The Employees Provident Fund (EPF) is making major adjustments to its retirement savings framework, aimed at giving members more flexibility while safeguarding long-term financial security. Starting in 2026, the threshold for “excess savings” will rise to RM1.1 million, compared to the current RM1 million. This will move up again to RM1.2 million in 2027 and RM1.3 million in 2028.
What this means is simple: any balance above these limits is considered excess, and members will be allowed to withdraw it. The “core” amount beneath the threshold remains untouched, ensuring that retirees keep a sufficient base for their later years. EPF explained that the move is designed to keep up with rising living costs and longer life expectancy, while still balancing flexibility with protection.
Malaysians Are Saving More Than Before

The timing of these changes comes as more Malaysians are proving that they are taking retirement planning seriously. EPF data shows a clear upward trend:
- 42 per cent of members aged 51–55 had achieved the Basic Savings benchmark in 2024, compared to only 36 per cent in 2022.
- Average savings for the 50–54 age group rose from RM265,788 in 2022 to RM308,644 in 2024, comfortably above the minimum target set for 2026.
This steady improvement has been credited to both policy reforms and stronger member contributions. A key step was the May 2024 account restructuring, which increased the share of monthly contributions channelled into the Retirement Account from 70 per cent to 75 per cent. This shift gave members a stronger long-term foundation.
Another important factor is the rise in voluntary savings. Voluntary contributions jumped by 62 per cent in 2024, showing that Malaysians are becoming more proactive in topping up their accounts. Programmes like i-Saraan (for self-employed workers) and i-Suri (for housewives) are attracting more participation. In the formal sector, the Voluntary Excess programme has also gained momentum: in just the first half of 2025, 34,442 members contributed above the statutory rate, nearly double the 19,591 recorded the year before.
These figures suggest that the culture of voluntary saving is finally taking root in Malaysia. EPF, in a statement to Malay Mail, emphasised: “This overall improvement has been driven by both policy enhancements and stronger contributions.”
EPF to Raise Basic Savings Target
At the same time, EPF is raising the bar for Basic Savings under its new three-tier Retirement Income Adequacy (RIA) framework.
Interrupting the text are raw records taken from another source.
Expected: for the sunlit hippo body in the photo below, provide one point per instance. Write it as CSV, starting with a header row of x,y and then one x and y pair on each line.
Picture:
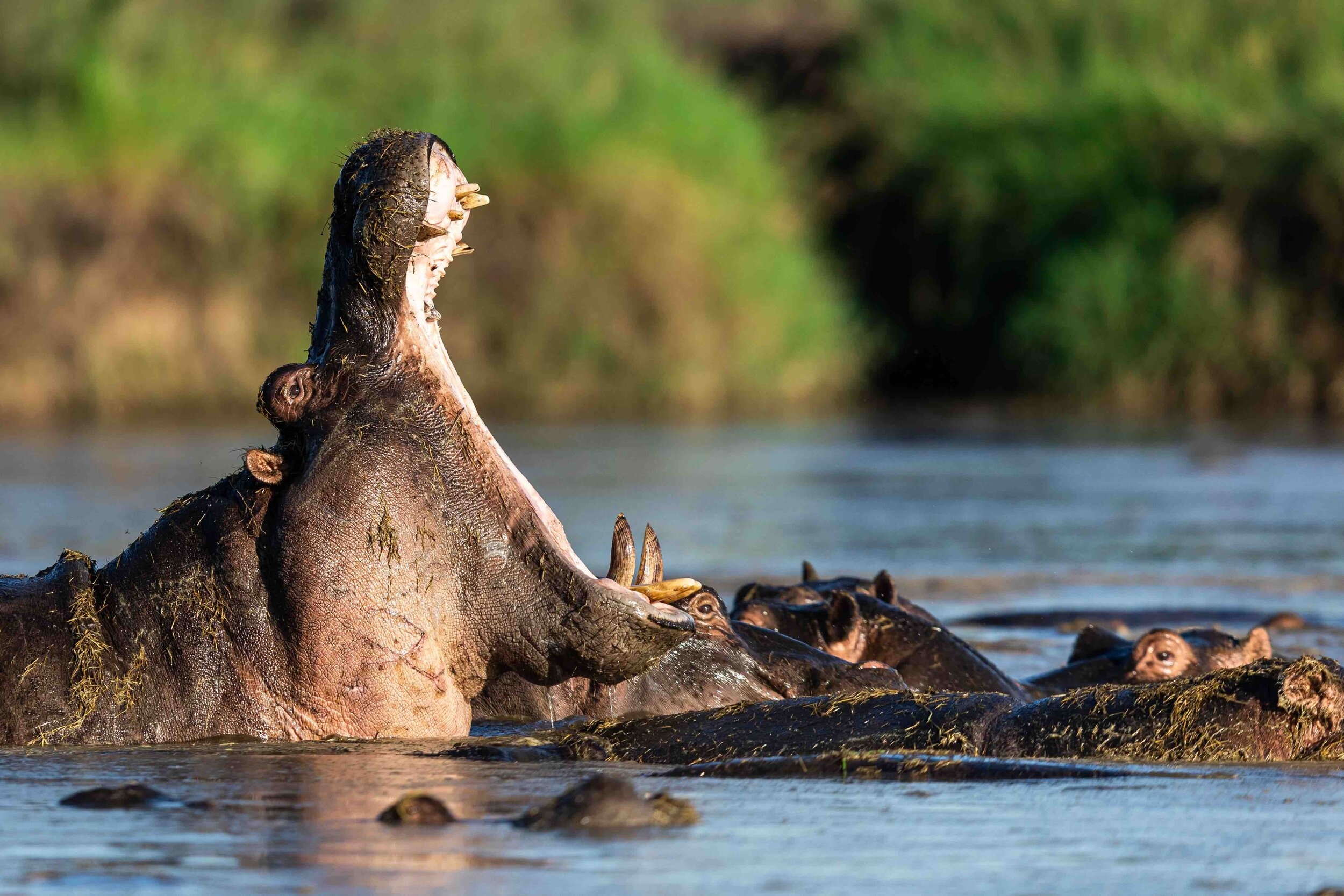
x,y
725,663
1162,655
867,622
1267,711
364,577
This benchmark represents the minimum amount a member should have by retirement age to cover basic needs.
- RM290,000 by January 2026
- RM340,000 by January 2027
- RM390,000 by January 2028
With RM390,000 at age 60, EPF estimates a member could take out RM1,625 per month in the first year of retirement, gradually rising to RM4,434 per month by year 20. This projection accounts for inflation and assumes savings are left to grow within EPF during retirement.
However, in the early years, RM1,625 per month may fall short of the estimated RM2,690 monthly cost of living that a single elderly Malaysian needs for a modest retirement. This gap is a reminder that voluntary top-ups, employer contributions above the statutory rate, and personal investments remain essential if Malaysians want more comfortable golden years.
EPF Exploring Monthly Withdrawals System

Looking ahead, the government is exploring whether EPF withdrawals should evolve into a more structured, pension-style system. Prime Minister Datuk Seri Anwar Ibrahim, when tabling the 13th Malaysia Plan (RMK13), proposed introducing a two-account system for new members:
- Flexible Savings – withdrawable at any time.
- Income Savings – paid out regularly, likely monthly, until fully used up.
Deputy Finance Minister Lim Hui Ying explained that this system would create balance: it allows some immediate access while ensuring members do not outlive their savings.
Experts have welcomed the idea. Dr Azmi Hassan, a senior fellow at the Nusantara Academy for Strategic Research, noted: “A monthly withdrawal system would act like a pension, providing a predictable and stable income rather than leaving retirement security to individual spending habits.”
EPF has been careful to stress that no such changes are confirmed yet, and any restructuring will only be introduced after thorough study and consultation.
The Bigger Retirement Picture
Malaysia’s demographic landscape is changing fast. With life expectancy now stretching beyond 75 years, many Malaysians will face 20 years or more of retirement. The challenge is ensuring that savings last through these longer lifespans.
The changes announced by EPF highlight a clear shift: retirement is no longer just about building a lump sum; it’s about ensuring steady, sustainable income for longer lives. Raising the excess savings threshold gives flexibility, increasing the Basic Savings target raises standards, and the possibility of monthly pension-style withdrawals points toward more stability.
For Malaysians, the message is simple: saving early, saving more, and saving consistently is more important than ever. With inflation and rising costs of living, relying only on the statutory minimum is unlikely to be enough. Voluntary contributions, careful planning, and financial literacy will play an increasingly vital role in securing golden years that are not just long, but also comfortable and dignified.